Wendell Phillips was a fervent abolitionist who gave up a promising law career to become of full-time advocate for the cause. He was an eloquent speaker who, like many of his fellow abolitionists, honored the free produce movement and took pains to avoid cane sugar and wear cotton-free clothing since both were produced by slave labor.
Phillips' renown for powerful oratory garnered him the nickname of being abolition's "Golden Trumpet." One of his earliest orations which brought him into the spotlight was his so-called "Freedom Speech," given extemporaneously in Boston's Faneuil Hall on December 8, 1837. While attending a large meeting called in response to news of the death of abolitionist Elijah Lovejoy at the hands of a mob in Alton, Illinois, Phillips heard the Attorney General of Massachusetts James T. Austin compare the mob favorably to the patriots of the Boston Tea Party. Phillips was appalled at Austin's approval of the murderous mob. Though he had not planned to speak, Phillips was driven to speak out in response. After finally getting the attention of the large mass of people inside the hall, he gave a critical rebuke of Austin's arguments. After speaking for several minutes about the legacy of the American Revolution and the challenges the nation still faced, he forcefully concluded with these words:
I am glad, Sir, to see this crowded house. It is good for us to be here. When Liberty is in danger, Faneuil Hall has the right, it is her duty, to strike the key-note for these United States. I am glad, for one reason, that remarks such as those to which I have alluded have been uttered here. The passage of these resolutions, in spite of this opposition, led by the Attorney-General of the Commonwealth, will show more clearly, more decisively, the deep indignation with which Boston regards this outrage.

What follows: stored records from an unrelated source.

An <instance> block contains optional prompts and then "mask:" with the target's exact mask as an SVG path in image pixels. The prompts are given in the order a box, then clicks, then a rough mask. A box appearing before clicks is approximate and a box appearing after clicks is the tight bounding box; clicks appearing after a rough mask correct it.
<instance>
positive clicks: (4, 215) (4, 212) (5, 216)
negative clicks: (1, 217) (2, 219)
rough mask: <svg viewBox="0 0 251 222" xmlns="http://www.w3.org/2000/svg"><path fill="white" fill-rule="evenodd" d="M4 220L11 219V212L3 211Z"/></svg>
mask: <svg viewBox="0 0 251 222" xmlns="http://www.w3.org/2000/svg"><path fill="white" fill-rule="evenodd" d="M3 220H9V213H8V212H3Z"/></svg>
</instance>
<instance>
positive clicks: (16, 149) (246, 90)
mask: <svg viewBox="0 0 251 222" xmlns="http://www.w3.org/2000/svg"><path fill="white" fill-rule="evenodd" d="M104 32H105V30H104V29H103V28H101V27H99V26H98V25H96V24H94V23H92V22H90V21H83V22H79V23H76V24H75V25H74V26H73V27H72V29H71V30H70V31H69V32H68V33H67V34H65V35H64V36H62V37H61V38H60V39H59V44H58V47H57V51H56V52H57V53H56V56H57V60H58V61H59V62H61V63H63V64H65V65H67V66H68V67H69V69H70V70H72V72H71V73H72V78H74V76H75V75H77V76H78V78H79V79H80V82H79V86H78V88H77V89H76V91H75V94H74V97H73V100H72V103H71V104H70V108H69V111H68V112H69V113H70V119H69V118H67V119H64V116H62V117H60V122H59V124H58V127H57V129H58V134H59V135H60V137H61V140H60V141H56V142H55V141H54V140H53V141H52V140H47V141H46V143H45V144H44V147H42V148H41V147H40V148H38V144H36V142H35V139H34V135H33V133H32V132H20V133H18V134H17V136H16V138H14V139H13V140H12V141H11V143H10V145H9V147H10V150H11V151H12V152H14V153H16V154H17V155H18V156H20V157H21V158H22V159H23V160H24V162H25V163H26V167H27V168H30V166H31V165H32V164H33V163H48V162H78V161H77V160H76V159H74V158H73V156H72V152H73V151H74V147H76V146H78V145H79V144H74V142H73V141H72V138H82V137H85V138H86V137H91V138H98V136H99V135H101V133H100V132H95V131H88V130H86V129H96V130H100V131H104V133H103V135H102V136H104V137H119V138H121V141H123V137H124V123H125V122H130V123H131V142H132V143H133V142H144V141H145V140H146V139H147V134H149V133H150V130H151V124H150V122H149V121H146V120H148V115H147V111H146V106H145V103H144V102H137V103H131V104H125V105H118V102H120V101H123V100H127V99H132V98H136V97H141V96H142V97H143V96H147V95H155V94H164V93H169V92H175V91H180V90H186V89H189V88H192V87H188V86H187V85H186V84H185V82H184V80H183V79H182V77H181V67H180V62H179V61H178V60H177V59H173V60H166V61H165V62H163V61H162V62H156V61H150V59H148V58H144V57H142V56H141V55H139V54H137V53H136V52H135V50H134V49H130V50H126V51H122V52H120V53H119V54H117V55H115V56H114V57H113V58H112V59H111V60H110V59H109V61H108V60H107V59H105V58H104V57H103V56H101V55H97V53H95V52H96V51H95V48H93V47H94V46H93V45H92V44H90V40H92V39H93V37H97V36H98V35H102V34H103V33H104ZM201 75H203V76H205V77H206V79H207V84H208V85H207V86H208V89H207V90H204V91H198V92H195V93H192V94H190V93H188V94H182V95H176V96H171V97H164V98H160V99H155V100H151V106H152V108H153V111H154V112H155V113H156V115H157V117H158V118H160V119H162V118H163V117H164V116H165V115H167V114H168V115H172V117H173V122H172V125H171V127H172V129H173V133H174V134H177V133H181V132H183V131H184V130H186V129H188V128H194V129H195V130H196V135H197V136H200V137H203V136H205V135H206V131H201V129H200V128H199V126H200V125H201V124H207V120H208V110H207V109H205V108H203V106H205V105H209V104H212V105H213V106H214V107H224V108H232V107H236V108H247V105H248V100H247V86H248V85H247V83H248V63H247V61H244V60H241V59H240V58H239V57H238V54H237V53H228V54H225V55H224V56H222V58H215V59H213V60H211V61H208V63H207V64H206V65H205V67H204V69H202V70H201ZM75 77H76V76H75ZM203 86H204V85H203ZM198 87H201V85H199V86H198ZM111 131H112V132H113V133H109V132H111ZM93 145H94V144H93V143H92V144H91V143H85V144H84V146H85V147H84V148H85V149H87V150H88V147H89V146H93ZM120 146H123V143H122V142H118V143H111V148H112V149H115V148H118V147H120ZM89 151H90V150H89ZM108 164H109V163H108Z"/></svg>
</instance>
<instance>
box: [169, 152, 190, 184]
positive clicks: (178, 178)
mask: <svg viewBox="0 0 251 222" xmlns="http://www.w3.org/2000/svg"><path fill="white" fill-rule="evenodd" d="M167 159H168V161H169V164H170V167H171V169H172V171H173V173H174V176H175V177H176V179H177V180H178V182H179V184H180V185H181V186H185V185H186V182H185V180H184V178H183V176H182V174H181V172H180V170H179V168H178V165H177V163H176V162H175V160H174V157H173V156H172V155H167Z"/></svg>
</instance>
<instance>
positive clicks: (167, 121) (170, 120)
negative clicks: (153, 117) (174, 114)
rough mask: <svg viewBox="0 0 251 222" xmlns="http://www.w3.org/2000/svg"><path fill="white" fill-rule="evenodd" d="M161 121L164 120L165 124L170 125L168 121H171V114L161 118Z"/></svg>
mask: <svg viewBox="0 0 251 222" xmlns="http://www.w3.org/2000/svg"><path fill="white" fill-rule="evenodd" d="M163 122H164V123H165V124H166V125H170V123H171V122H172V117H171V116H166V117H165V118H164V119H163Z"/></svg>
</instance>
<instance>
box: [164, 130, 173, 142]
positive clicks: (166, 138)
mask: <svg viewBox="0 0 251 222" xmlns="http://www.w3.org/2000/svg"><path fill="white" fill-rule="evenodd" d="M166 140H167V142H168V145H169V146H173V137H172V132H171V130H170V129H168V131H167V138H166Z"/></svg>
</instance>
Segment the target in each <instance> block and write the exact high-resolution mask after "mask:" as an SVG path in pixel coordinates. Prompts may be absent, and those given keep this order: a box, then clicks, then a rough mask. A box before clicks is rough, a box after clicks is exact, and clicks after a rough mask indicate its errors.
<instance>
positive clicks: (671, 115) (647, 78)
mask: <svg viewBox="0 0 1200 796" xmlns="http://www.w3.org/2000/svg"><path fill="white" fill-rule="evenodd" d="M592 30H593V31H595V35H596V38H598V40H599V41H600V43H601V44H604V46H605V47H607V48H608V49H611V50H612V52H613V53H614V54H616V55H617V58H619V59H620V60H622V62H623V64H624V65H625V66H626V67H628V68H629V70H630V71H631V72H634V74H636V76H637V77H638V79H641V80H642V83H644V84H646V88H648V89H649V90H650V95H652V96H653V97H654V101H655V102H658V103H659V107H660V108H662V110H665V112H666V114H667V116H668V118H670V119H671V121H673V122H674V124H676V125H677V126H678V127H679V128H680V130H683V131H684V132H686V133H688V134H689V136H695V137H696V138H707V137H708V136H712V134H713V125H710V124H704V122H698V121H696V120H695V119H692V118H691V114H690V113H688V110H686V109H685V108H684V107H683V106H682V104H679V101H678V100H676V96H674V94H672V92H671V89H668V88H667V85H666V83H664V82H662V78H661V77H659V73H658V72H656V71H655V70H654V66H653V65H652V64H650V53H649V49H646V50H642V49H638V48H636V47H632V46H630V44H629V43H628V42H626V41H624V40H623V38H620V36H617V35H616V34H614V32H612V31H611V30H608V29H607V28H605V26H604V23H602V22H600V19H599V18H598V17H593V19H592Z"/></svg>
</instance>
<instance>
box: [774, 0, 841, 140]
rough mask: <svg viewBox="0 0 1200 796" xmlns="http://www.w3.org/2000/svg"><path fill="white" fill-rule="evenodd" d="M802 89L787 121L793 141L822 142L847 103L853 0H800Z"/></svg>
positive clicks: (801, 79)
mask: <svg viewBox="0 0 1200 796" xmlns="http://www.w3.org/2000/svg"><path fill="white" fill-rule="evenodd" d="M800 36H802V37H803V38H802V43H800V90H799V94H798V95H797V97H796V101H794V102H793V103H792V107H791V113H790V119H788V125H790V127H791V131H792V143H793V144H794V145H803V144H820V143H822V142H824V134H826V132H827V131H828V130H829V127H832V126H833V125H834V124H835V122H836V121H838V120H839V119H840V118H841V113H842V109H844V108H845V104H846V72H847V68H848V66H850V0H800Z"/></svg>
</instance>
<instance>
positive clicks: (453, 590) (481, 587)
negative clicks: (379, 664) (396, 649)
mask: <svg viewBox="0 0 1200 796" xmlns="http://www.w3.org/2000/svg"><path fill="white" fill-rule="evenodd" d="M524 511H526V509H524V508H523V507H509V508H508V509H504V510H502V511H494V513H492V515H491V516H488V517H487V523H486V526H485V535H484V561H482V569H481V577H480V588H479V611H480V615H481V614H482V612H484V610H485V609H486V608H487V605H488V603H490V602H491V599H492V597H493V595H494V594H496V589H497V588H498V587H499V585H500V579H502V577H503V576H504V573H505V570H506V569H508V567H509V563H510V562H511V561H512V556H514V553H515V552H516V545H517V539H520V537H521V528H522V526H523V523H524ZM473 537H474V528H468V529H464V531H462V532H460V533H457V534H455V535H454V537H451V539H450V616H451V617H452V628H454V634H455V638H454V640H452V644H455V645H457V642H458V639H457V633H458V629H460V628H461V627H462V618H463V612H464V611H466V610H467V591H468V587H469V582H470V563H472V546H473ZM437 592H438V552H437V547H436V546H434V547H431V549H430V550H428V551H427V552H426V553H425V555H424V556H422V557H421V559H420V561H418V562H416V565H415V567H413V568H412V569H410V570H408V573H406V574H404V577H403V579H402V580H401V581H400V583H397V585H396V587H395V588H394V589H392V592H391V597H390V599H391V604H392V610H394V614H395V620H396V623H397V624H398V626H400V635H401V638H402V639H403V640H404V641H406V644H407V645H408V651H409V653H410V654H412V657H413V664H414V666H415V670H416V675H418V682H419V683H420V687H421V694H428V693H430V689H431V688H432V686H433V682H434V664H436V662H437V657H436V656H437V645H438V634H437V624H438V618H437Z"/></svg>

Phillips actively advocated disunion from the slave-holding South, and in 1854 was indicted for attempting to help a runaway slave escape a Boston jail. After African Americans gained the right to vote under the 15th Amendment, Phillips became involved in other social reform movements, such as those advocating equal rights for women, universal suffrage, temperance, unionism and Native American citizenship. In 1870, Phillips ran for Governor of Massachusetts unsuccessfully as the candidate of the Labor Reform and Prohibition Parties.